Since proper care and management of psychiatric problems require the participation of family members or primary care providers, the patient should be accompanied by a concerned companion during the consultation.

After the consultation, the patient is not obliged to push through with the proposed treatment and is free to seek a second opinion from a different psychiatrist. If, however, he decides to push through with the recommended treatment plan, the psychiatrist will schedule follow-up appointments that are spaced about 2 to 3 weeks apart. These follow-up appointments will last for only around 30 minutes and will mainly involve monitoring the patient’s symptoms and his response to medications so that changes may be made, such as adjusting the dosage of medications, when necessary. Once the patient’s condition begins to improve, the appointments may be reduced to just once every 1-3 months.

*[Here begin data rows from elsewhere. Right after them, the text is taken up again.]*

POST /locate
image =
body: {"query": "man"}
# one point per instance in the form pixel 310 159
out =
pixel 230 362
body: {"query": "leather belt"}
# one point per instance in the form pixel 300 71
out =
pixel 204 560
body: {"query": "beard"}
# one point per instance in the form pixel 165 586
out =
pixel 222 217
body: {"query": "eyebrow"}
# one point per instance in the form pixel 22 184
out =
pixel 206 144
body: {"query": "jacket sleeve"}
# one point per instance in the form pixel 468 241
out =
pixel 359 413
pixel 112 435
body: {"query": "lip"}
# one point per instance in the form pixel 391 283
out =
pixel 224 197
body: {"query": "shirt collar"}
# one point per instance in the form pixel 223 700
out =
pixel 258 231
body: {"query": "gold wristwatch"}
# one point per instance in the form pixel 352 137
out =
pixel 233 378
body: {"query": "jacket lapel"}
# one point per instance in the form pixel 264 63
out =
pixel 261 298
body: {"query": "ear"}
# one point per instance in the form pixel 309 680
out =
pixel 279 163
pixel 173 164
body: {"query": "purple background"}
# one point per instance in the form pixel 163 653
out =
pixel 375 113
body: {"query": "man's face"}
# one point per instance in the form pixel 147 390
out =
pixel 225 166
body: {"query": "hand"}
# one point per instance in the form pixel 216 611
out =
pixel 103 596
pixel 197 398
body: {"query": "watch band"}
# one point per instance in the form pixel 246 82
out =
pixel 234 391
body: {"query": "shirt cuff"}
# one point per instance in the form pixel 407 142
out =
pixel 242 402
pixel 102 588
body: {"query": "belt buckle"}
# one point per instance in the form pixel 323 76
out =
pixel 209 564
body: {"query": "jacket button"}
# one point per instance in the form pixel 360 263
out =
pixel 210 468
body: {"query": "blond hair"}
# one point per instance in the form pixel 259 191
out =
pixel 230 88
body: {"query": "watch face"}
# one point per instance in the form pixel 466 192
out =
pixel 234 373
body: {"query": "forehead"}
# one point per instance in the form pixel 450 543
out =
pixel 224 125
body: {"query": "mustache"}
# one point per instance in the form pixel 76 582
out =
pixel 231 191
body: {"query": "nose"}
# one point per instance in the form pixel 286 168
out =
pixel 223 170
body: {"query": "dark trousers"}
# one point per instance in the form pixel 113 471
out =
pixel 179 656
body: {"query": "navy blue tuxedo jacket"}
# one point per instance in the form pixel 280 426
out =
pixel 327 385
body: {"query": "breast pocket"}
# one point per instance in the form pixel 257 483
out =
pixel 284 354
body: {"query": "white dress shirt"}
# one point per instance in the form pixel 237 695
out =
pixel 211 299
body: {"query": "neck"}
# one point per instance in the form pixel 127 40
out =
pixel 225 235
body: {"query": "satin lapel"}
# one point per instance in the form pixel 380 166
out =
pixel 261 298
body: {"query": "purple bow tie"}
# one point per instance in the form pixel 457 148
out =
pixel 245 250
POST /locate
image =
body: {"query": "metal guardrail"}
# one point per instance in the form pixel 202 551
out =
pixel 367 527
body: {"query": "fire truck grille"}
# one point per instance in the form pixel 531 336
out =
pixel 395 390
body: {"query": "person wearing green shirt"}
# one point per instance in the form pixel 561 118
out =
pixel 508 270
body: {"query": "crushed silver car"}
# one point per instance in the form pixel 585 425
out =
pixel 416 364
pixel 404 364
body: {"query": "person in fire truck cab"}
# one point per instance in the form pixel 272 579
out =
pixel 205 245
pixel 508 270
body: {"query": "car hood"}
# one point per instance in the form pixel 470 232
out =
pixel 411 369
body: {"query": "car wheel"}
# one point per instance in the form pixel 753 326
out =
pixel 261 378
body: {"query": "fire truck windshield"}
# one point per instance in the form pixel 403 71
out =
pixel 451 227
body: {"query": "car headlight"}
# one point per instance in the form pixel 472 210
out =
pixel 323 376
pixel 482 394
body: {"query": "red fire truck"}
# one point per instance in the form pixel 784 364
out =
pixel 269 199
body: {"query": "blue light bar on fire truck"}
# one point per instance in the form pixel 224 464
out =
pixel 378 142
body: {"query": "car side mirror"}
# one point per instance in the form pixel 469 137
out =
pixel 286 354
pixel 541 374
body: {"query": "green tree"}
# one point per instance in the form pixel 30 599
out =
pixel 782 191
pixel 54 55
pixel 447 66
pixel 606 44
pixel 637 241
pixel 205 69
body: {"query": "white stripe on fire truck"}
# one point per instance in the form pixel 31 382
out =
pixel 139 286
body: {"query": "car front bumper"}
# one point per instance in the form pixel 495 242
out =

Possible Risks and Complications

There are no risks involved in a psychiatry consultation. In fact, it can help protect a person who is suffering from a mental or a medical condition from the risks and possible complications of psychiatric disorders. These include:

  • Unhappiness
  • Decreased enthusiasm in life
  • Social isolation
  • Problems with relationships and families
  • Health problems
  • Substance abuse
  • Work-related or school-related problems
  • Financial problems
  • Legal problems
  • Harm to others such as homicide
  • Self-harm such as suicide


These complications can affect the patient in various degrees of severity. If left untreated, they can lead to an irreversible deterioration of the patient’s condition. Thus, before these complications arise, it is best to consult a psychiatrist.
References:

  • American Psychiatric Association. Diagnostic and statistical manual of mental disorders. 5th ed. Arlington, VA: American Psychiatric Publishing. 2013.

  • Bui E, Pollack MH, Kinrys G, Delong H, Vasconcelos e Sa D, Simon NM. The pharmacotherapy of anxiety disorders. In: Stern TA, Fava M, Wilens TE, Rosenbaum JF, eds. Massachusetts General Hospital Comprehensive Clinical Psychiatry. 2nd ed. Philadelphia, PA: Elsevier; 2016:chap 41.